Innovation

Cloud outages: Why storage is the real villain

Amazon's EC2 suffered a four-day outage in April but the cloud itself is not at fault, says Lori MacVittie

Written by Lori MacVittie, Contributor May 29, 2011 at 1:00 a.m. PT

Critics seize gleefully on every cloud outage as an indictment of the technology itself, but the true blame lies elsewhere, says Lori MacVittie.

Amazon's outage in April drew a lot of coverage — with most of it unfairly focused on cloud computing. Yet if the culprit wasn't the cloud for Amazon Web Services, what was to blame?

The detailed technical descriptions of what went wrong clearly indicate the source of the real issue. Unfortunately it's an issue that's rarely discussed, let alone in the context of cloud computing. So what is it?

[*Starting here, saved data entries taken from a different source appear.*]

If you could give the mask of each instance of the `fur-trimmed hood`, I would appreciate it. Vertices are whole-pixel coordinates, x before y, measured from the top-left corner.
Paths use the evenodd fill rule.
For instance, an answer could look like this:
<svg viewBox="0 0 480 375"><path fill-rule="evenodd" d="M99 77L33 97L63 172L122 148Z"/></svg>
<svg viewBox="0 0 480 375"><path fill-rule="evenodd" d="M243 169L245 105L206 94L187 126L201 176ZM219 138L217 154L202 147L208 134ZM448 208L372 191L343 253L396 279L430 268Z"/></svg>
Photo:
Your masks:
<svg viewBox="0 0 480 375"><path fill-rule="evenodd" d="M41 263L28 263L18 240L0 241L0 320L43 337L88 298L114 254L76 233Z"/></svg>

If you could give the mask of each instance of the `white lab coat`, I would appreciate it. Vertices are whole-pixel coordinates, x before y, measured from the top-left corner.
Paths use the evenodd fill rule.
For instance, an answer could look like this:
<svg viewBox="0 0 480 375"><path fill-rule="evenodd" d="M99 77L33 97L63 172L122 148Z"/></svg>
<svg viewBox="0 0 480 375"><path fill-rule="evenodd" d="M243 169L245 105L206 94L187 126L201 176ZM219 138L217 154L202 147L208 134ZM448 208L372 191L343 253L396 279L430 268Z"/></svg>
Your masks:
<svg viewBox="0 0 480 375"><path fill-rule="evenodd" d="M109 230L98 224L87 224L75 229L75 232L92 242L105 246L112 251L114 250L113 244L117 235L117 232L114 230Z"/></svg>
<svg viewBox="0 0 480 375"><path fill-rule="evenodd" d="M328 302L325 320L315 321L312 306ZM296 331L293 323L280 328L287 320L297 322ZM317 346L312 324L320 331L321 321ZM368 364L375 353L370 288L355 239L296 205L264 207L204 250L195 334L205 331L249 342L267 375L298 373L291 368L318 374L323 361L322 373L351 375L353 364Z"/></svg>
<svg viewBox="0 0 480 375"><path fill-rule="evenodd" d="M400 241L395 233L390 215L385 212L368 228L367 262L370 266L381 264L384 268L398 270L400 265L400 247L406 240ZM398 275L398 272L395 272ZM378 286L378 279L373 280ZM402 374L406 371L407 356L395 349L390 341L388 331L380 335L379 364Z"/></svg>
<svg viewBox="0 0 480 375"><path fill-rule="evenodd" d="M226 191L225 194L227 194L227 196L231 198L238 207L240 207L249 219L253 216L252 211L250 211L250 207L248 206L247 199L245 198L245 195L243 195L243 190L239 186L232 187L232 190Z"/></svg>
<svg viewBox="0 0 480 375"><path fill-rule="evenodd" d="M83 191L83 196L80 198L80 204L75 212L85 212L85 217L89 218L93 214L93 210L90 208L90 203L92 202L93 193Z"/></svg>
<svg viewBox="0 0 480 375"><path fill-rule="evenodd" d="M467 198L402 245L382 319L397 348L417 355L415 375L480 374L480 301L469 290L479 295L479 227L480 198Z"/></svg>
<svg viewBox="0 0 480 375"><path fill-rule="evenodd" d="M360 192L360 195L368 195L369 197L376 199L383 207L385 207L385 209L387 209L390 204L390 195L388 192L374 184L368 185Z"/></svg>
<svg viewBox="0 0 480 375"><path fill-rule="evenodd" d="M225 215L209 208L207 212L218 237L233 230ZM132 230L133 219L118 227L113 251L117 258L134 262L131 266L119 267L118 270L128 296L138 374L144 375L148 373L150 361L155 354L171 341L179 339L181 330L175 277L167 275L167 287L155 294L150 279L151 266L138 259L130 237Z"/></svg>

As my storage-minded colleague Don MacVittie expounded in a recent blog, many people have had much to say about the Amazon outage, but the one thing that it brings to the fore is not a problem with cloud, but a problem with storage. Yes, we have a problem with storage and it's compounded by cloud computing.

The issue of availability

While application and network virtualisation have enabled architectures designed for failure — that is, supportive of failover — storage virtualisation has not.

The underlying problem is that storage virtualisation is about aggregation of resources for purposes of expanding capacity of the entire storage network, not individual files. Storage virtualisation controllers, unlike application delivery controllers, do not provide failover.

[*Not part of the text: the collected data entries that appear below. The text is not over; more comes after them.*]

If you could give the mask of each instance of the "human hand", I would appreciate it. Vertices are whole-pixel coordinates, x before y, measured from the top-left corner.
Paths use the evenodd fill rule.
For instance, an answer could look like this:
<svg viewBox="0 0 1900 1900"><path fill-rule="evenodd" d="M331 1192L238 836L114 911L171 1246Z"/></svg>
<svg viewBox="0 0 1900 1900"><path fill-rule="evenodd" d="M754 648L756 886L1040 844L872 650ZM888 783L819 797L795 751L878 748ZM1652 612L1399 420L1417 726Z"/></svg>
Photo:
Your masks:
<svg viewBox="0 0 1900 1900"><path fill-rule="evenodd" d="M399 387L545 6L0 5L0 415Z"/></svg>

If a resource such as a file system becomes unavailable, it's unavailable. There's no backup, no secondary, no additional copies of that file system to which the storage virtualisation controller can redirect users. Storage virtualisation products just aren't designed with redundancy in mind, and redundancy is critical for enabling availability of resources.

Redundancy is critical, but it's not the only technological feature required. Interfaces to storage must also be normalised across redundant resources. A common interface allows transparent failover from one resource to another in the event of failure, making it possible to take advantage of redundancy.

Multiple copies of the application

Applications, for example, especially in cloud-computing environments, generally take advantage of the ubiquitous nature of HTTP. Availability of applications is made possible by the existence of multiple copies of the application and because all clients are accessing the application via HTTP. If one instance fails, the same protocol can seamlessly interact with a secondary or tertiary copy of the application.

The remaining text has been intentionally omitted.